The "core" math code, contained in the core Gradle module, is the main part of Abacus - the calculating part. It defines parsing, tokenizing, and the NumberInterface. It is essentially responsible for converting input text into a tree and reducing that tree into a single number. However, the core itself consists of several pieces.

Tokenizer

The Tokenizer interface defines a class that converts a single string into a list of tokens. As a theoretical example, given the string "Hello, world!", it would produce the tokens Hello, ,, , world and !. By doing so, it groups important letters and characters together, and separates them from unrelated text. This makes it much easier to parse.

Parser

The Parser interface defines a class that can convert some list of tokens, of some type, into a tree. This deduces the grammatical structure of the text. This step is independent of the input string, and only depends on the tokens given to it. The tokens given to the parser tend to be produced by a Tokenizer.

TreeBuilder

There's a third class inside of the parsing package, called TreeBuilder. The tree builder serves as a kind of glue between the Tokenizer and Parser, and mostly serves to avoid generics. Let's take a look at an example:

// A tokenizer instance that produces a list of tokens of some type from a string.
SomeTokenizer<SomeToken> tokenizer = ...;
// A parser instance that produces a tree out of a list of tokens of the same type.
SomeParser<SomeToken> parser = ...;

String inputString = ...;
TreeNode producedTree = parser.constructTree(tokenizer.tokenizeString(inputString));

Note that the type of SomeToken is never actually used outside the Tokenizer and Parser. Once we have created a Tokenizer and Parser, there's no need to keep their type information around, as long as they match.
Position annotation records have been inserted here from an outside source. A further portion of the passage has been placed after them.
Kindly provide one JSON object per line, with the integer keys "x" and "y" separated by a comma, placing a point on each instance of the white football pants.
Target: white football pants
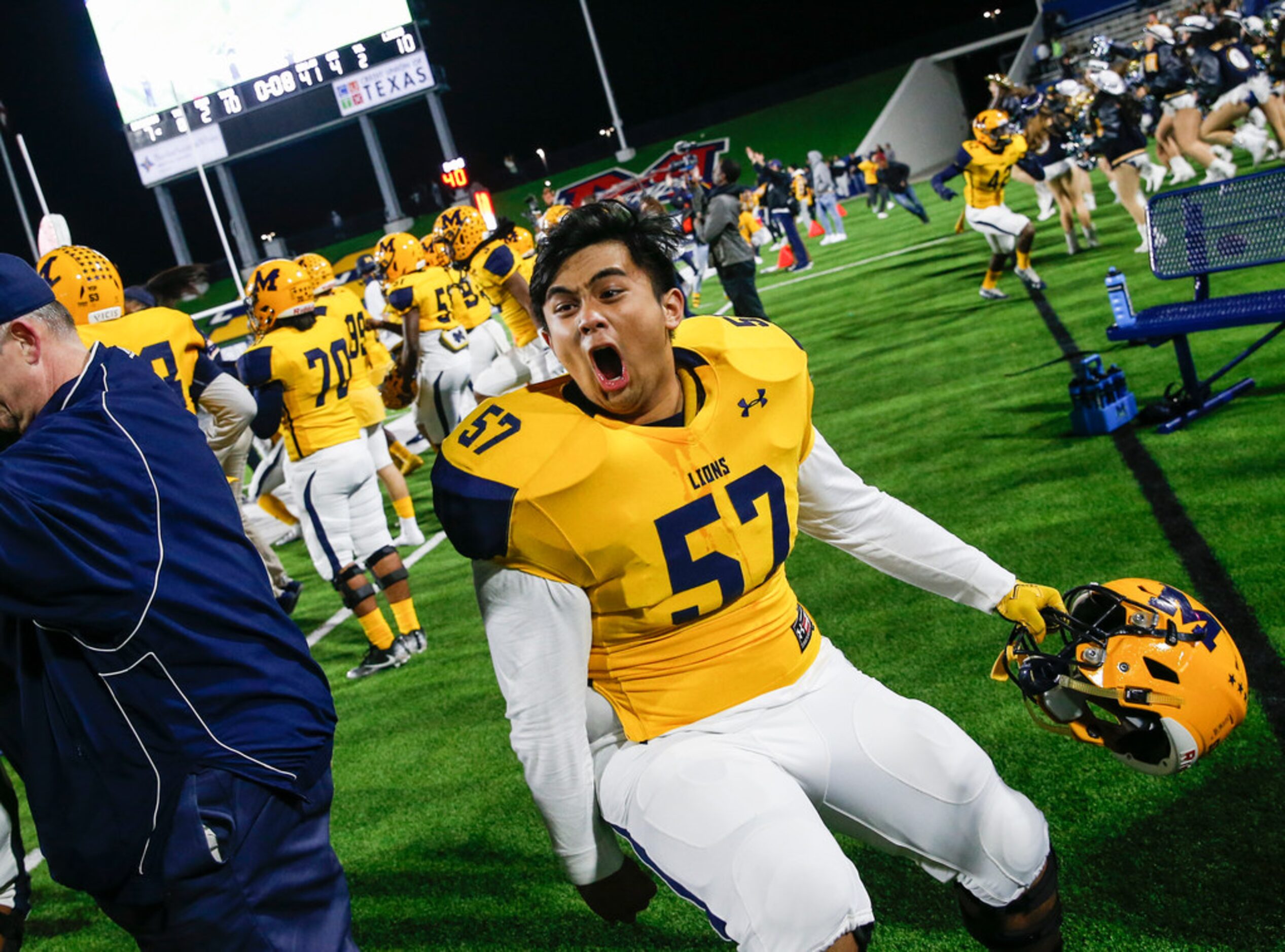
{"x": 735, "y": 811}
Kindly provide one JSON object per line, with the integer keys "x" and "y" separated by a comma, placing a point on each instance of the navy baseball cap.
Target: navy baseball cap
{"x": 22, "y": 291}
{"x": 136, "y": 292}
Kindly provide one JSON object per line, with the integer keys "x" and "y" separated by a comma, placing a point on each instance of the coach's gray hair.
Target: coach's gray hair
{"x": 53, "y": 316}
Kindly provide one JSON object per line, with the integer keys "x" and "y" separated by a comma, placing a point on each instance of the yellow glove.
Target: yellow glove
{"x": 1022, "y": 607}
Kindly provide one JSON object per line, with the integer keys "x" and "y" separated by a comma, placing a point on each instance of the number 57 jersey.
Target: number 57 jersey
{"x": 679, "y": 535}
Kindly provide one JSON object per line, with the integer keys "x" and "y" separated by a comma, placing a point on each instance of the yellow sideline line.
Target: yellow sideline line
{"x": 343, "y": 614}
{"x": 810, "y": 275}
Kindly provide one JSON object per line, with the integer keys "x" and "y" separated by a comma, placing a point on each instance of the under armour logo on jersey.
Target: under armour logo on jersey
{"x": 759, "y": 401}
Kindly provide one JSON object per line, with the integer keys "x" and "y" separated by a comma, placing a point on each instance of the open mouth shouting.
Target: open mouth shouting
{"x": 610, "y": 368}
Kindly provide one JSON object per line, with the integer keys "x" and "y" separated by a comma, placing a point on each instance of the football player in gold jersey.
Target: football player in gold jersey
{"x": 631, "y": 523}
{"x": 503, "y": 278}
{"x": 986, "y": 164}
{"x": 89, "y": 287}
{"x": 301, "y": 373}
{"x": 367, "y": 355}
{"x": 435, "y": 345}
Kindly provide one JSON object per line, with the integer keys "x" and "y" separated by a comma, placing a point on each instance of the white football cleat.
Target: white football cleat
{"x": 1253, "y": 140}
{"x": 1219, "y": 170}
{"x": 1156, "y": 178}
{"x": 1028, "y": 277}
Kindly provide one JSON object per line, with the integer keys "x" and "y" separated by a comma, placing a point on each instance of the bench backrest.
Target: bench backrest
{"x": 1221, "y": 227}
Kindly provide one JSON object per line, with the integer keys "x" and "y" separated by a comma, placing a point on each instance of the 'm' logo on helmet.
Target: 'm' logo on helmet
{"x": 1176, "y": 603}
{"x": 47, "y": 269}
{"x": 266, "y": 282}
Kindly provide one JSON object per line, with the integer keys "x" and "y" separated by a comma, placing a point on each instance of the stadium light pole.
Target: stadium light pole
{"x": 625, "y": 152}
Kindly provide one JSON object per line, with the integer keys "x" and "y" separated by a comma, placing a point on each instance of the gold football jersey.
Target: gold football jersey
{"x": 161, "y": 336}
{"x": 315, "y": 373}
{"x": 987, "y": 172}
{"x": 471, "y": 307}
{"x": 345, "y": 307}
{"x": 679, "y": 535}
{"x": 430, "y": 291}
{"x": 490, "y": 268}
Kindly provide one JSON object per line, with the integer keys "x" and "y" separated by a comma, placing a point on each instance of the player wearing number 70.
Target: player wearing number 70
{"x": 300, "y": 371}
{"x": 631, "y": 522}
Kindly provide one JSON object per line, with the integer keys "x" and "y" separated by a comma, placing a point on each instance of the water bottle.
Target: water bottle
{"x": 1117, "y": 292}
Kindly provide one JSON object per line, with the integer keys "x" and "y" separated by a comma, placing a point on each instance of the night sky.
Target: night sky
{"x": 522, "y": 75}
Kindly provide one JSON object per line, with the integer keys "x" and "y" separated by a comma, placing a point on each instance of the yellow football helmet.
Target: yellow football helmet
{"x": 463, "y": 228}
{"x": 437, "y": 252}
{"x": 991, "y": 128}
{"x": 1146, "y": 671}
{"x": 85, "y": 283}
{"x": 279, "y": 288}
{"x": 552, "y": 216}
{"x": 521, "y": 241}
{"x": 399, "y": 255}
{"x": 319, "y": 270}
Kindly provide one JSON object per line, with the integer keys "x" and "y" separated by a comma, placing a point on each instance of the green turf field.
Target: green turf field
{"x": 958, "y": 407}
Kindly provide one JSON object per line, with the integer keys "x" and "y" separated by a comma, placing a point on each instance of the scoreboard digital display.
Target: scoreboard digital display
{"x": 300, "y": 95}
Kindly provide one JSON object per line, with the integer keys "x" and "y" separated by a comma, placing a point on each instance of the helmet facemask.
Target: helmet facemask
{"x": 1143, "y": 670}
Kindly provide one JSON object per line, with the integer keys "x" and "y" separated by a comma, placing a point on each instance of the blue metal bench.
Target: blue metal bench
{"x": 1195, "y": 232}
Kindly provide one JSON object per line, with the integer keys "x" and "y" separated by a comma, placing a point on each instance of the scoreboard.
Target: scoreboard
{"x": 301, "y": 98}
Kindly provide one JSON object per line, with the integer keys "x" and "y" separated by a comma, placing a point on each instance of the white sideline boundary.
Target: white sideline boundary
{"x": 810, "y": 275}
{"x": 343, "y": 614}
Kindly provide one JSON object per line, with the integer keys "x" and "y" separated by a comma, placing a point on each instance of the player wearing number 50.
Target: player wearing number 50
{"x": 165, "y": 716}
{"x": 631, "y": 523}
{"x": 300, "y": 371}
{"x": 435, "y": 345}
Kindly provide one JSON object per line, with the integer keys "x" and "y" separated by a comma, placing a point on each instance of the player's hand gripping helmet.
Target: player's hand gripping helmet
{"x": 85, "y": 283}
{"x": 552, "y": 216}
{"x": 463, "y": 228}
{"x": 319, "y": 270}
{"x": 1146, "y": 671}
{"x": 991, "y": 129}
{"x": 399, "y": 255}
{"x": 279, "y": 288}
{"x": 437, "y": 252}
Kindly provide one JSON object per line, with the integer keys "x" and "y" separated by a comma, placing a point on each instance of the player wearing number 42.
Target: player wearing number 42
{"x": 632, "y": 523}
{"x": 300, "y": 371}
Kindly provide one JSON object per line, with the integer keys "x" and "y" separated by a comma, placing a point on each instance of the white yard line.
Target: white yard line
{"x": 810, "y": 275}
{"x": 343, "y": 614}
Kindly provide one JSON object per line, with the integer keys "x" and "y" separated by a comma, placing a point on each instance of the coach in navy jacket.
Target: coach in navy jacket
{"x": 171, "y": 729}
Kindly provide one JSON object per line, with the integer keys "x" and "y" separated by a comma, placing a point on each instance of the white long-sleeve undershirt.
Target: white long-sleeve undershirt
{"x": 540, "y": 633}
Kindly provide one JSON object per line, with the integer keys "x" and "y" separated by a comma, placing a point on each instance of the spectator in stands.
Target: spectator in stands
{"x": 895, "y": 176}
{"x": 718, "y": 224}
{"x": 779, "y": 201}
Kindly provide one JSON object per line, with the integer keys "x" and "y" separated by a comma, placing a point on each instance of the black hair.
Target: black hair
{"x": 651, "y": 241}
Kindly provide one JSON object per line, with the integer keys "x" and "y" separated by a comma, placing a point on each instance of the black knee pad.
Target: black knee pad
{"x": 352, "y": 597}
{"x": 1032, "y": 923}
{"x": 392, "y": 577}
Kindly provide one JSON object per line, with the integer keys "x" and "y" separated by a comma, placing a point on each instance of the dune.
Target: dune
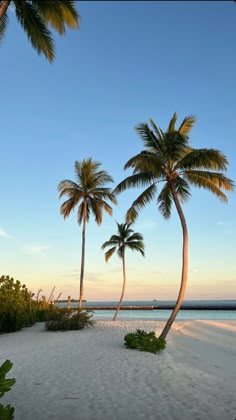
{"x": 89, "y": 374}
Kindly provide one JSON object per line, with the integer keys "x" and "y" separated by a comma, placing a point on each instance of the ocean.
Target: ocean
{"x": 226, "y": 310}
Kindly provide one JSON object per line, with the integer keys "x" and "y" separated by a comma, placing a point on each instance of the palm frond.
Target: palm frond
{"x": 67, "y": 207}
{"x": 37, "y": 32}
{"x": 150, "y": 140}
{"x": 186, "y": 125}
{"x": 109, "y": 253}
{"x": 164, "y": 201}
{"x": 69, "y": 13}
{"x": 171, "y": 128}
{"x": 136, "y": 246}
{"x": 3, "y": 26}
{"x": 135, "y": 237}
{"x": 96, "y": 207}
{"x": 182, "y": 189}
{"x": 83, "y": 212}
{"x": 203, "y": 159}
{"x": 140, "y": 202}
{"x": 148, "y": 162}
{"x": 136, "y": 180}
{"x": 210, "y": 181}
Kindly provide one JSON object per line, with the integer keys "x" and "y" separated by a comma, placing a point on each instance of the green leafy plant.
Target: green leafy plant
{"x": 63, "y": 319}
{"x": 143, "y": 341}
{"x": 7, "y": 411}
{"x": 16, "y": 309}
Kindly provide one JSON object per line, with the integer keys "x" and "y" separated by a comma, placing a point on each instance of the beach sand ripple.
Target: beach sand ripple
{"x": 90, "y": 375}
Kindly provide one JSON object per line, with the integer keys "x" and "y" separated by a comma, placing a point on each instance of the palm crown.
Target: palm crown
{"x": 88, "y": 192}
{"x": 36, "y": 16}
{"x": 125, "y": 238}
{"x": 168, "y": 157}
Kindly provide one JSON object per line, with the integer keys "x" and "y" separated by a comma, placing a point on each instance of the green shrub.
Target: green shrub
{"x": 15, "y": 305}
{"x": 63, "y": 319}
{"x": 143, "y": 341}
{"x": 7, "y": 411}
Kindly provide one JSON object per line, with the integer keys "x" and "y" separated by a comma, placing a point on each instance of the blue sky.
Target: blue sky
{"x": 128, "y": 62}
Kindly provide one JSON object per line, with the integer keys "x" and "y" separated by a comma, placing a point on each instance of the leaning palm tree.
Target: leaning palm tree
{"x": 169, "y": 158}
{"x": 36, "y": 16}
{"x": 125, "y": 238}
{"x": 90, "y": 195}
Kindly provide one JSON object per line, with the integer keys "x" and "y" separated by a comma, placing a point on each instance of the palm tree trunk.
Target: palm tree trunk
{"x": 81, "y": 293}
{"x": 184, "y": 265}
{"x": 123, "y": 288}
{"x": 3, "y": 7}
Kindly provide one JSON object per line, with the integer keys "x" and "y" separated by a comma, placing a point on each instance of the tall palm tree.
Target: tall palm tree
{"x": 125, "y": 238}
{"x": 90, "y": 195}
{"x": 169, "y": 158}
{"x": 36, "y": 16}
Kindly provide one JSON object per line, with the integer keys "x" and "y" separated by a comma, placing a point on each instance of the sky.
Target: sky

For this purpose, a TreeBuilder takes a Tokenizer and Parser of the same type, and combines them. TreeBuilder itself doesn't provide any generic methods, and can be used without any generic arguments once it's been created. This way, although the tokenizer and parser are separate entities, they are combined together to perform a single task, and don't complicate matters in surrounding code.

Reducer

The reducer is the last step in evaluating a mathematical expression. A reducer walks a tree recursively, simplifying each child into a value, then simplifying a parent and its already simplified children into a value, etc, until it reaches the of the tree. This is used by the NumberReducer, which reduces TreeNodes into a single NumberInterface, the result of the expression. This is also separate from tokenizing and parsing, but depends on the Abacus main class for creating instances of NumberInterface.

FX

The fx module is a UI built around the Abacus core. It provides little functionality beyond interacting with the user and saving / loading configuration from disk.